The Austin Chronicle

https://www.austinchronicle.com/news/2002-10-18/106246/

Naked City

Cute Rodents 1, Lubbock 0

By Dave Mann, October 18, 2002, News

State environmental regulators granted Texas' most famous prairie dog colony a temporary stay of execution last week, rescinding the city of Lubbock's highly controversial plan to kill the animals that city officials claim are the cause of groundwater pollution.

Early last week, seven environmental and animal rights groups filed a lawsuit in Travis Co. district court seeking to halt Lubbock's plan to exterminate up to 50,000 prairie dogs that live beneath the city sewage treatment plant's waste application fields. The city blames the rodents -- and not its own sewage handling -- for increased nitrate levels, and the Texas Commission on Environmental Quality (TCEQ, formerly the TNRCC) had blessed the eradication plan. But faced with mounting criticism, TCEQ backed off its finding that prairie dogs are the lone culprit, rescinded its approval, and gave Lubbock an additional 60 days to determine the pollution's certain cause and devise a solution. The TCEQ says it came to its decision before the lawsuit was filed.
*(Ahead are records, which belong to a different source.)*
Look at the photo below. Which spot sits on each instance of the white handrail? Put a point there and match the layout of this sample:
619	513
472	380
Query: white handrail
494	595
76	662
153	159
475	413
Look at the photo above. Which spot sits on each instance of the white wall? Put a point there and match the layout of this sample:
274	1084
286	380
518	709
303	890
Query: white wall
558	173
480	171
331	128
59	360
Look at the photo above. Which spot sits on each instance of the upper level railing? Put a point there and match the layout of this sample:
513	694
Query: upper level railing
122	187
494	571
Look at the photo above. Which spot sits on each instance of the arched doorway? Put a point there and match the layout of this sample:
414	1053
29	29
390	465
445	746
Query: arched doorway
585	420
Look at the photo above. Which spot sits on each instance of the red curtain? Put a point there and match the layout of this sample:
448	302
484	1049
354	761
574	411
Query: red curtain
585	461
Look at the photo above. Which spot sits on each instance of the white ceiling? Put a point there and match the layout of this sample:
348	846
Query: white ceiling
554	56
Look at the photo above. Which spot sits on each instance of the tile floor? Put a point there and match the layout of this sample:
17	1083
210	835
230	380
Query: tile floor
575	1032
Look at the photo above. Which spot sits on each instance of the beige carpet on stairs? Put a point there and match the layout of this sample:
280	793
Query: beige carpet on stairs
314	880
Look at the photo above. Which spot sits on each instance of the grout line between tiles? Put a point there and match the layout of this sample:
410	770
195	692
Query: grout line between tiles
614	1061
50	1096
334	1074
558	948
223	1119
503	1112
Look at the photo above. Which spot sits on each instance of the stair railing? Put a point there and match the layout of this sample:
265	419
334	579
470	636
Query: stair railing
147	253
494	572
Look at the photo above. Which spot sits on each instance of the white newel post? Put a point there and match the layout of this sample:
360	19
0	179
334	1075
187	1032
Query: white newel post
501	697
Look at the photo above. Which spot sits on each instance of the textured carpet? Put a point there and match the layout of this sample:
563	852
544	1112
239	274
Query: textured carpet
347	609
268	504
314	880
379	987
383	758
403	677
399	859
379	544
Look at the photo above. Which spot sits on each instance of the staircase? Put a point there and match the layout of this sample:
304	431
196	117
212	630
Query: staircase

The TCEQ changed its mind after regulators received letters and e-mails from numerous groups, including the Audubon Society, the Texas Dept. of Parks and Wildlife, and the U.S. Dept. of Fish and Wildlife. The reversal is a huge victory, at least temporarily, for conservationists who have charged that Lubbock is using the prairie dogs as scapegoats for its oversaturation of the application field and that 3,000 cows roaming the site are also likely responsible for nitrate contamination.

"It's unfortunate we had to go as far as filing a lawsuit to get to this point," said Scott Royder, director of Texas Public Employees for Environmental Responsibility (Texas PEER). But we definitely feel we're moving in the right direction now."

Prairie dog populations have dropped throughout the Southwest in recent years, and the federal government may soon designate prairie dogs a threatened species under the Endangered Species Act. The Lubbock colony is one of Texas' largest.